Проснулся от сильного озноба. Сначала не понял, что случилось. Вокруг стояла полутьма. Свет проникал сквозь большое синее-синее, в мелкую решетку окно. Лежал он на кровати, покрытой суконным одеялом, лежал одетый, в ботинках. Спутанные волосы мешали разглядеть комнату. Он едва откинул их — рука была тяжелая, голова — еще тяжелее и сама снова повалилась на жаркую подушку. Он поискал щекой местечка попрохладнее, нашел, и стало легче. А то, думалось, если он не ляжет и не закроет глаза, случится что-то страшное. Так бывало с ним, когда его маленького укачивало на ярмарочной карусели.

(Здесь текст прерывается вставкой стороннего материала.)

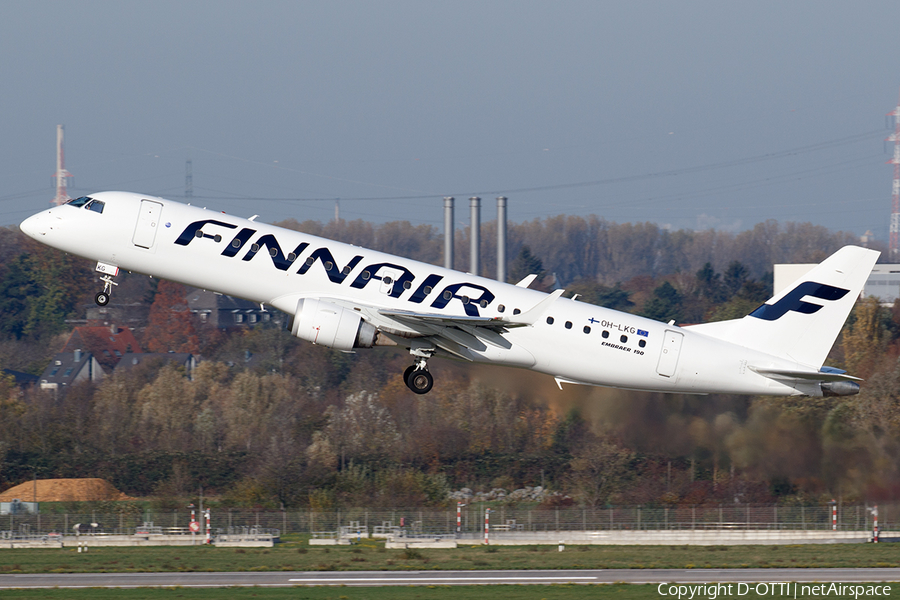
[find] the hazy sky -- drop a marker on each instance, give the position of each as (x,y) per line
(690,113)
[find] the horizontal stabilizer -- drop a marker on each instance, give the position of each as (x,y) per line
(801,322)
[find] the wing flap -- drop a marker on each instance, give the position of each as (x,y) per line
(803,375)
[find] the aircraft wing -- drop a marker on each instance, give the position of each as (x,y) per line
(804,375)
(458,334)
(497,324)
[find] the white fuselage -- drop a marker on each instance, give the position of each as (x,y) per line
(584,343)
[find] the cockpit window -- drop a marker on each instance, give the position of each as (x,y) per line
(79,202)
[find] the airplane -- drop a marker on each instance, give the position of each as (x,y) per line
(347,297)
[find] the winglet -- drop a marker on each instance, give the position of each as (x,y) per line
(531,316)
(526,281)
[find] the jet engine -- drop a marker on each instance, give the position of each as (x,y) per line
(328,324)
(839,388)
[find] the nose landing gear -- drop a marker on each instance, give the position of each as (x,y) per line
(416,376)
(102,298)
(109,271)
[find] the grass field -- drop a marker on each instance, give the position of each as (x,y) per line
(371,555)
(494,592)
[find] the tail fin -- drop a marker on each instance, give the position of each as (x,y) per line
(802,321)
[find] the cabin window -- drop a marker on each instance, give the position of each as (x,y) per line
(79,202)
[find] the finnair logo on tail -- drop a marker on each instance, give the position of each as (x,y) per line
(793,300)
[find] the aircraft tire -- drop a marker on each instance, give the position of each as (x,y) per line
(420,381)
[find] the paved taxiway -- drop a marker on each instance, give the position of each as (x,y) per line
(386,578)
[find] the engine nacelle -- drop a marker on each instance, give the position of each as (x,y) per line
(839,388)
(328,324)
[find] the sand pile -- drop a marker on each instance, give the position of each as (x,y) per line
(64,490)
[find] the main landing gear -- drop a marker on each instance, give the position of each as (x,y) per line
(416,376)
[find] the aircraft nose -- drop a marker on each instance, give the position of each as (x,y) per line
(34,226)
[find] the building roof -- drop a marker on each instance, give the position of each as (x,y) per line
(107,344)
(22,379)
(179,358)
(68,367)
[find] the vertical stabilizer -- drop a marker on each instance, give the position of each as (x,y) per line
(802,322)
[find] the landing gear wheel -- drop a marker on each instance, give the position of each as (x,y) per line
(419,381)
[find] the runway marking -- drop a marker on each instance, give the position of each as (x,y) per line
(537,577)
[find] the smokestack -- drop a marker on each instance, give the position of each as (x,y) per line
(501,238)
(61,175)
(475,236)
(449,232)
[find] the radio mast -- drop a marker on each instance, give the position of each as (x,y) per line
(895,197)
(62,195)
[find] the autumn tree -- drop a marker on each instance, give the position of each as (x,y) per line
(171,327)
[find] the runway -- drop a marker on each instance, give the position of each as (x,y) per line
(389,578)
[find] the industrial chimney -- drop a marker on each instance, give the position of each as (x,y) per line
(62,195)
(475,236)
(501,239)
(449,232)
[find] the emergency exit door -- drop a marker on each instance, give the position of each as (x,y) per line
(148,222)
(668,358)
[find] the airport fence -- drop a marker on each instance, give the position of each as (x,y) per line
(414,521)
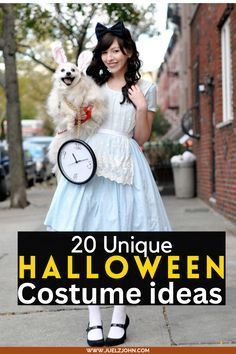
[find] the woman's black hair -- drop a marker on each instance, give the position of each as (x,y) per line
(98,71)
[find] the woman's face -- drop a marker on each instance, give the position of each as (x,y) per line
(114,59)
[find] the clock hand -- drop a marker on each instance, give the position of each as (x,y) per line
(77,161)
(75,158)
(82,160)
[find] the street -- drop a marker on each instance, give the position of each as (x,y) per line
(150,325)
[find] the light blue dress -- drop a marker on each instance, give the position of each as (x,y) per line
(123,195)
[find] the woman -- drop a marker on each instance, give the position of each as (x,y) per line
(123,174)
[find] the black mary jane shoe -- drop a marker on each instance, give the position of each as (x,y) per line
(98,342)
(117,341)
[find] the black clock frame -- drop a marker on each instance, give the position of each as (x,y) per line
(91,153)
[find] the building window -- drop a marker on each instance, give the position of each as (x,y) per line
(227,87)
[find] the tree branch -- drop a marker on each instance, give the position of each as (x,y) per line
(32,56)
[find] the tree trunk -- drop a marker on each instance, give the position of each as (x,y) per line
(17,174)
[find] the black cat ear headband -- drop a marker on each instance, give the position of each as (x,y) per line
(117,30)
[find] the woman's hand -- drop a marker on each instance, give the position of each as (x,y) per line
(137,97)
(144,119)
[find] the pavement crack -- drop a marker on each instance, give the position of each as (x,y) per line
(172,342)
(3,255)
(213,343)
(14,313)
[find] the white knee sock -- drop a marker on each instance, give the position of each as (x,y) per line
(118,316)
(95,320)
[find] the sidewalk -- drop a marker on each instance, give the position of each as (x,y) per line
(150,325)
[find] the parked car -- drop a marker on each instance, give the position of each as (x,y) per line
(39,155)
(4,173)
(29,166)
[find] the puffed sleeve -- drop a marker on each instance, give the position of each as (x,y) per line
(151,97)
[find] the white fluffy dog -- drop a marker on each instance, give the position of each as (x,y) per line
(73,99)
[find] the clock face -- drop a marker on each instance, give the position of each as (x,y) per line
(76,161)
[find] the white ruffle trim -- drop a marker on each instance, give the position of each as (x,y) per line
(114,160)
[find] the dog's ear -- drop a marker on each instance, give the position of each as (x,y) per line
(58,53)
(84,60)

Николая знобило весь день. Сильно, словно от угара, болела голова. Он ничего не ел и думать не мог о еде, а только пил, пил… В первую минуту, когда ледяная, как ему казалось, вода обжигала его, он приходил в себя, но потом голова снова начинала туманиться, подступала тошнота, хотелось тут же, не отходя от станка, упасть на землю, но только чтобы земля была холодная, и уснуть. И когда его покачивало особенно сильно, он боялся, что сейчас свалится, а если его будут поднимать, то не поднимется — пусть что хотят, то и делают. Но все-таки в последнее мгновение что-то удерживало его, он продолжал стоять, но старался не смотреть на резец, на вращающуюся деталь, на мелькавшего в ней солнечного зайчика. За этот день он выдержал такое напряжение, какого ему еще никогда не приходилось испытывать. «Теперь смогу выстоять, где угодно», — решил он.

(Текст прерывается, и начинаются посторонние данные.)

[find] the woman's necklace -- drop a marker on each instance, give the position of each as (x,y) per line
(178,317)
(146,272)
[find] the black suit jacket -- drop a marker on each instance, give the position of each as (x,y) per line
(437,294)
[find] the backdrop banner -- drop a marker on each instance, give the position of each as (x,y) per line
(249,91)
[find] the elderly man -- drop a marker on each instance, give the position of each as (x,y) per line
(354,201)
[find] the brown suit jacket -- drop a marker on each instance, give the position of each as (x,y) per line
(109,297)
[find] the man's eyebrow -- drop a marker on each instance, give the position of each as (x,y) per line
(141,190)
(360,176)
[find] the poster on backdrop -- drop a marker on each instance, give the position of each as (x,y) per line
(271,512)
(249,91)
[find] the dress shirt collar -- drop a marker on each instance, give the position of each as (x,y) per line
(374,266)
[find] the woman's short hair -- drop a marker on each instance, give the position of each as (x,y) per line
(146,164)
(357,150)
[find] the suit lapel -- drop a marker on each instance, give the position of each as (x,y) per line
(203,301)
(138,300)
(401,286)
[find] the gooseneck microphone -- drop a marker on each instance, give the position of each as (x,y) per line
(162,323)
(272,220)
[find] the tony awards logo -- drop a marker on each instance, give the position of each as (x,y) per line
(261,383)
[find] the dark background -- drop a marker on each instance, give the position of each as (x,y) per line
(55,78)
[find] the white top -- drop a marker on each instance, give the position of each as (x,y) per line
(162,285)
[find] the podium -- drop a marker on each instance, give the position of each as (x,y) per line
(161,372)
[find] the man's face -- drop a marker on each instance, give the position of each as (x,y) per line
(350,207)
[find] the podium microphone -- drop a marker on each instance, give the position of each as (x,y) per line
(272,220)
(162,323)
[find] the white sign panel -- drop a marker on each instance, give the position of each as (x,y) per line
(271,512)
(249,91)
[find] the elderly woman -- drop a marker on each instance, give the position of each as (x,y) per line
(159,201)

Вечером хмурый, с больной головой, выпив полную кружку воды, он ответил Бабкину, когда тот спросил про самочувствие.

— Иди ты к черту!

— Это мне нравится! — проворчал Бабкин. — Я-то при чем? Ничего, опохмелишься, молодцом будешь… Даже не верится, что ты из рабочих. У мамки полы мыл, цветы поливал, картошку чистил — сразу видать. Зашел вчера и оглядывается. Не очень красиво показалось? А мне, знаешь, на это самое… я парень пролетарский. Я и выпить могу!

— Я сюда не пить приехал.

— Не агитируй! — В голосе Бабкина прозвучала досада. — Еще инженер из командировки явится, тогда мне крышка. У того все по полочкам. Одних щеток штук пять. Кровать бережет — не сядешь. А я — вот как! — И он повалился на постель, забросив ноги на железную спинку койки. — Видал?

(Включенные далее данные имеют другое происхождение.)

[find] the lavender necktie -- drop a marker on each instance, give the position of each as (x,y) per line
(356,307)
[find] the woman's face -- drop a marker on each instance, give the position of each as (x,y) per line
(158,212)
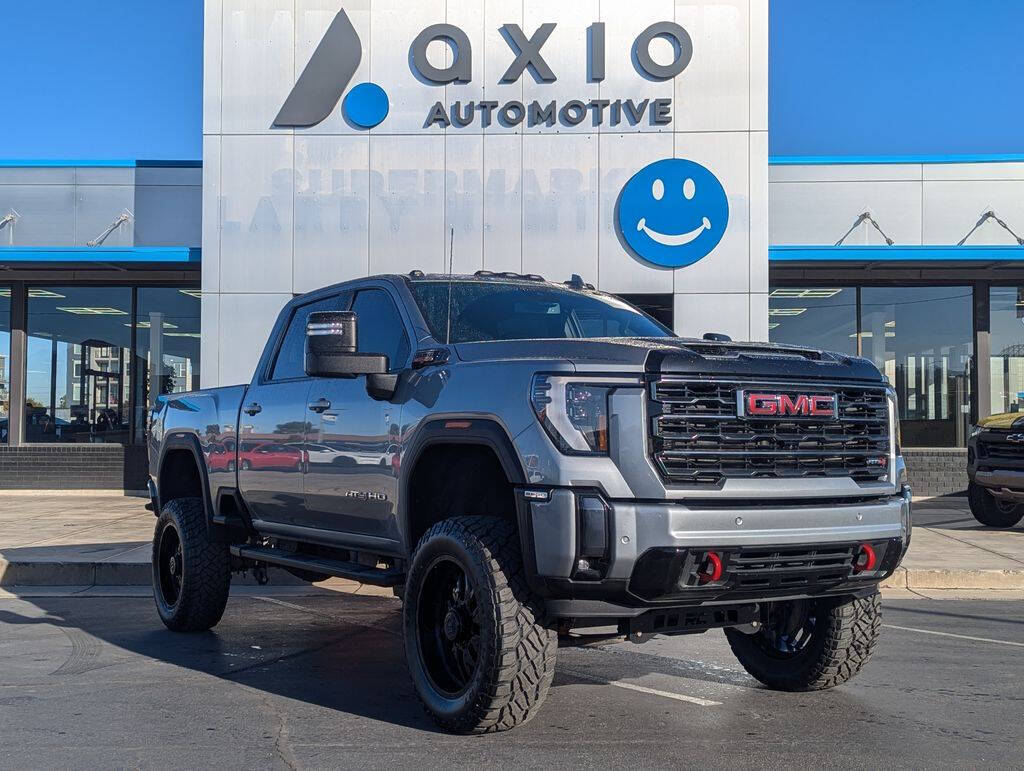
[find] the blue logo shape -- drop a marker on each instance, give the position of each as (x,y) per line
(366,104)
(673,212)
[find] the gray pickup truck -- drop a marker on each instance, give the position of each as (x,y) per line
(527,462)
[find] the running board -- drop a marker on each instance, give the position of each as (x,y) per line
(390,576)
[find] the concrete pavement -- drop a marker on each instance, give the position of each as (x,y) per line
(316,681)
(85,541)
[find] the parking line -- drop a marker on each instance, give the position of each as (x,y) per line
(643,689)
(961,637)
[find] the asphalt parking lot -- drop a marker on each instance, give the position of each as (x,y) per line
(295,680)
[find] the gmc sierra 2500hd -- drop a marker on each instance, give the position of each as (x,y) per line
(524,461)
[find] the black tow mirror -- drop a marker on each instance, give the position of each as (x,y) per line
(332,338)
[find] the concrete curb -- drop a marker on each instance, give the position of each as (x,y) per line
(39,573)
(918,577)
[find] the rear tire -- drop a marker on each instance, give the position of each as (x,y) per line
(990,511)
(192,575)
(479,652)
(810,645)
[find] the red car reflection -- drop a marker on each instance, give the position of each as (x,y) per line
(269,456)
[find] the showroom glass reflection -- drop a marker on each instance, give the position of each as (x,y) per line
(921,338)
(80,372)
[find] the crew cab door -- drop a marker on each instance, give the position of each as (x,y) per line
(351,477)
(274,423)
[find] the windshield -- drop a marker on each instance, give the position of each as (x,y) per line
(484,310)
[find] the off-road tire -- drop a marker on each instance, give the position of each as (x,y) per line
(844,637)
(517,647)
(991,512)
(206,569)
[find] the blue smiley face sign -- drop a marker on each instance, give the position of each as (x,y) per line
(673,212)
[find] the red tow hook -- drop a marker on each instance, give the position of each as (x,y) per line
(712,568)
(865,559)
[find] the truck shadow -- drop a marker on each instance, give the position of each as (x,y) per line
(338,651)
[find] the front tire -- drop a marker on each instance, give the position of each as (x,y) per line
(990,511)
(478,650)
(810,645)
(192,575)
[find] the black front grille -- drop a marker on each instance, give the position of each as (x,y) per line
(1000,450)
(697,438)
(791,567)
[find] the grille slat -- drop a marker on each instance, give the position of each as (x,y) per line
(697,438)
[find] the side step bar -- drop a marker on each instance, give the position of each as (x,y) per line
(351,570)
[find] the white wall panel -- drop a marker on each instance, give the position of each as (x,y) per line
(845,172)
(311,20)
(728,313)
(713,93)
(332,202)
(97,206)
(759,214)
(621,157)
(209,350)
(759,316)
(407,204)
(503,202)
(951,209)
(394,25)
(820,213)
(565,53)
(560,205)
(257,190)
(464,202)
(759,65)
(727,267)
(258,63)
(624,20)
(978,171)
(212,203)
(213,46)
(246,320)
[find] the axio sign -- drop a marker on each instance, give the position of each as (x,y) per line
(324,81)
(671,213)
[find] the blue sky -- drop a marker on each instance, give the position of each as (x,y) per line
(122,79)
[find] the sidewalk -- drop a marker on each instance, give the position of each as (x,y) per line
(86,541)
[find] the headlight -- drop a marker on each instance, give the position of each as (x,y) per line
(573,411)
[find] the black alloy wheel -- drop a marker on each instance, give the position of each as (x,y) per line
(449,627)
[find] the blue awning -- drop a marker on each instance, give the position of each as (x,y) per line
(922,255)
(28,256)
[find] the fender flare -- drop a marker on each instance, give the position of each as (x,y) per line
(187,441)
(483,431)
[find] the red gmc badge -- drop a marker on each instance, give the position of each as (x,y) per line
(773,404)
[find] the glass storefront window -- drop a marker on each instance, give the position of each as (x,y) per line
(922,338)
(78,363)
(816,316)
(4,363)
(167,339)
(1007,361)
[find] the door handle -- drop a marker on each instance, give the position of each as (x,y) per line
(320,405)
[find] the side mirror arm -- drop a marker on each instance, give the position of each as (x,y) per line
(382,387)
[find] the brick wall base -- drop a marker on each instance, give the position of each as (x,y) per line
(73,467)
(937,471)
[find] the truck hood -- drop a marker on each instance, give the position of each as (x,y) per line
(684,355)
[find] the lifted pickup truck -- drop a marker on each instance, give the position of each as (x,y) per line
(526,461)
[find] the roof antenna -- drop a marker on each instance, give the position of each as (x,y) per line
(448,336)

Николай вспомнил почему-то побасенку про Ивана-Гулевана, покраснел, торопливо достал деньги и почти все отдал Бабкину.

— Я мог бы и подождать.

— Бери! — зло сказал Николай. — И — все! Так и знай! — проговорил он, отворачиваясь к стене и с головой укрываясь одеялом.

— Пройдет! По себе знаю! — утешил Бабкин.

Всю неделю Николай был сдержан, молчалив. Складки в уголках рта обозначились резче. По вечерам, если не было комсомольских собраний или походов на отстающие участки, садился за книгу, долго читал, и непременно прятал ее в сундучок.

В 1930 году, когда заложили Кремнегорск, Николаю было восемнадцать лет… особенный возраст, когда ищут такую книгу, которая скажет о жизни все, когда истина, открытая сегодня, представляется значительнее всех предыдущих, когда одно желание — не отстать от века.